A few weeks ago the SQLskills team was in Tampa for our Performance Tuning Immersion Event (IE2) and I was covering baselines. Baselines is a topic that’s near and dear to my heart, because they are so valuable for many reasons. Two of those reasons, which I always bring up whether teaching or working with clients, are using baselines to troubleshoot performance, and then also trending usage and providing capacity planning estimates. But they’re also essential when you’re doing performance tuning or testing – whether you think of your existing performance metrics as baselines or not.
During the module, I reviewed different sources for data such as Performance Monitor, the DMVs, and trace or XE data, and a question came up related to data loads. Specifically, the question was whether is it better to load data into a table with no indexes, and then create them when finished, versus having the indexes in place during the data load. My response was, “Typically, yes". My personal experience has been that this is always the case, but you never know what caveat or one-off scenario someone might run into where the performance change is not what was expected, and as with all performance questions, you don’t know for certain until you test it. Until you establish a baseline for one method and then see if the other method improves upon that baseline, you’re only guessing. I thought it would be fun to test this scenario, not just to prove what I expect to be true, but also to show what metrics I would examine, why, and how to capture them. If you’ve done performance testing previously, this is probably old hat. But for those of you new to the practice, I’ll step through the process I follow to help get you started. Realize that there are many ways to derive the answer to, “Which method is better?” I expect that you will take this process, tweak it, and make it yours over time.

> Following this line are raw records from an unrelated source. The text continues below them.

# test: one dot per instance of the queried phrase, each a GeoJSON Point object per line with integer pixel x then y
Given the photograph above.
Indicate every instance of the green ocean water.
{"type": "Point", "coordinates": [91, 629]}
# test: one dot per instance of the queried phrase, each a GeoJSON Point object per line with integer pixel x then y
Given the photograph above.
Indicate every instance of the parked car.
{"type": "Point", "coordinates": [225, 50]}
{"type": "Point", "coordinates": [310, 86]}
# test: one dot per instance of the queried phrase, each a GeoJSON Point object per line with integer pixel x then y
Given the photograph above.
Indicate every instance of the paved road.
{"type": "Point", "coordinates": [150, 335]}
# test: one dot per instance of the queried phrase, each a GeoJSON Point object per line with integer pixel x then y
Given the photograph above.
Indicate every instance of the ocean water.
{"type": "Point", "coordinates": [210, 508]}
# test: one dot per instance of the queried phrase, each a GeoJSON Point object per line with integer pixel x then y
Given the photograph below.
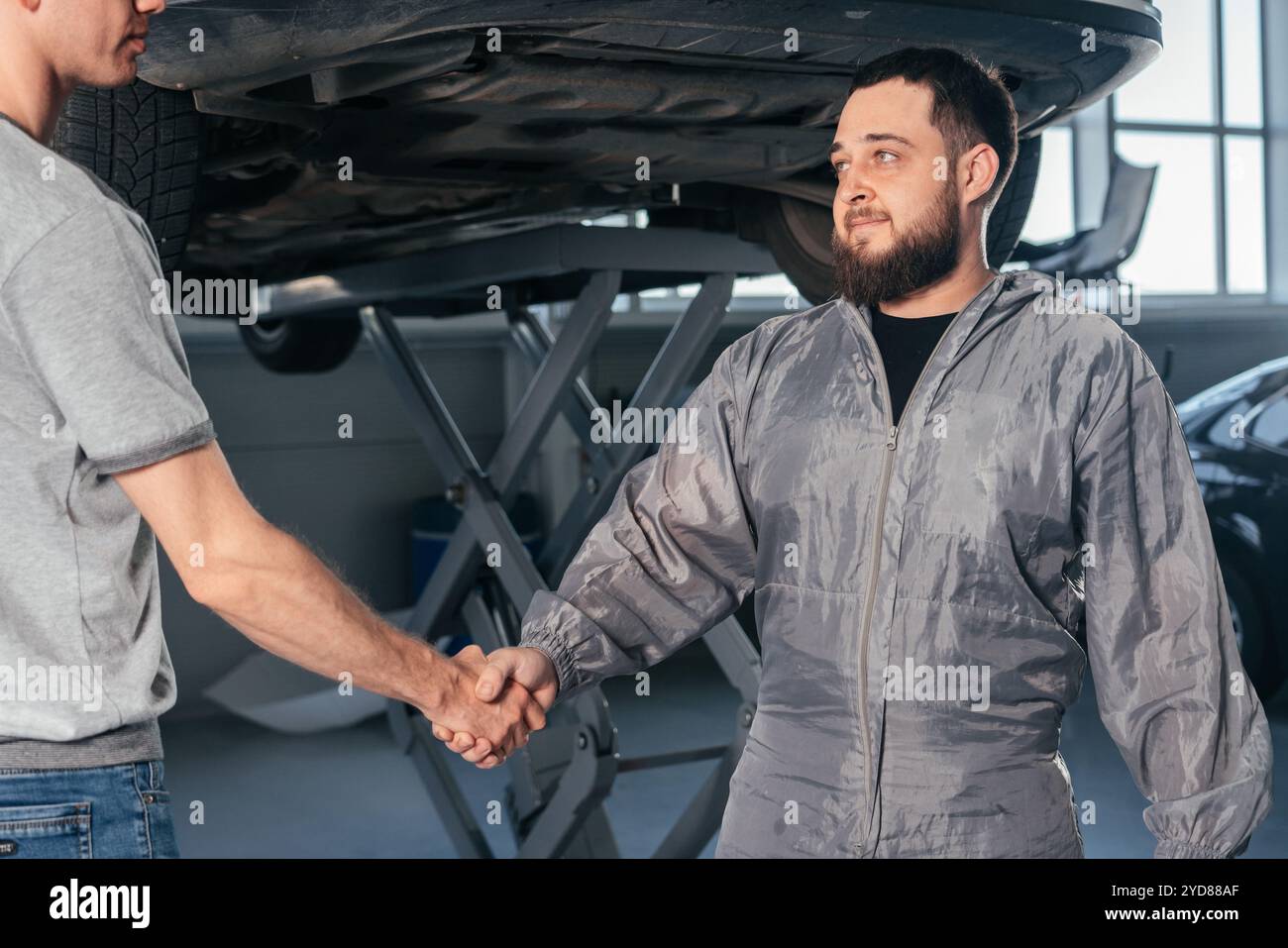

What Are You Trying to Prove?
The first step is to decide exactly what you’re testing. In our case it’s straight-forward: is it faster to load data into an empty table, then add the indexes, or is it faster to have the indexes on the table during the data load? But, we can add some variation here if we want. Consider the time it takes to load data into a heap, and then create the clustered and nonclustered indexes, versus the time it takes to load data into a clustered index, and then create the nonclustered indexes. Is there a difference in performance? Would the clustering key be a factor? I expect that the data load will cause existing nonclustered indexes to fragment, so perhaps I want to see what impact rebuilding the indexes after the load has on the total duration. It’s important to scope this step as much as possible, and be very specific about what you want to measure, as this will determine what data you capture. For our example, our four tests will be:
Test 1: Load data into a heap, create the clustered index, create the nonclustered indexes
Test 2: Load data into a clustered index, create the nonclustered indexes
Test 3: Create the clustered index and nonclustered indexes, load the data
Test 4: Create the clustered index and nonclustered indexes, load the data, rebuild the nonclustered indexes
What Do You Need to Know?
In our scenario, our primary question is “what method is fastest”? Therefore, we want to measure duration and to do so we need to capture a start time and an end time. We could leave it at that, but we may want to understand what resource utilization looks like for each method, or perhaps we want to know the highest waits, or the number of transactions, or the number of deadlocks. The data that is most interesting and relevant will depend on what processes you’re comparing. Capturing the number of transactions is not that interesting for our data load; but for a code change it might be. Because we are creating indexes and rebuilding them, I am interested in how much IO each method generates. While overall duration is probably the deciding factor in the end, looking at IO might be useful to not only understand what option generates the most IO, but also whether the database storage is performing as expected.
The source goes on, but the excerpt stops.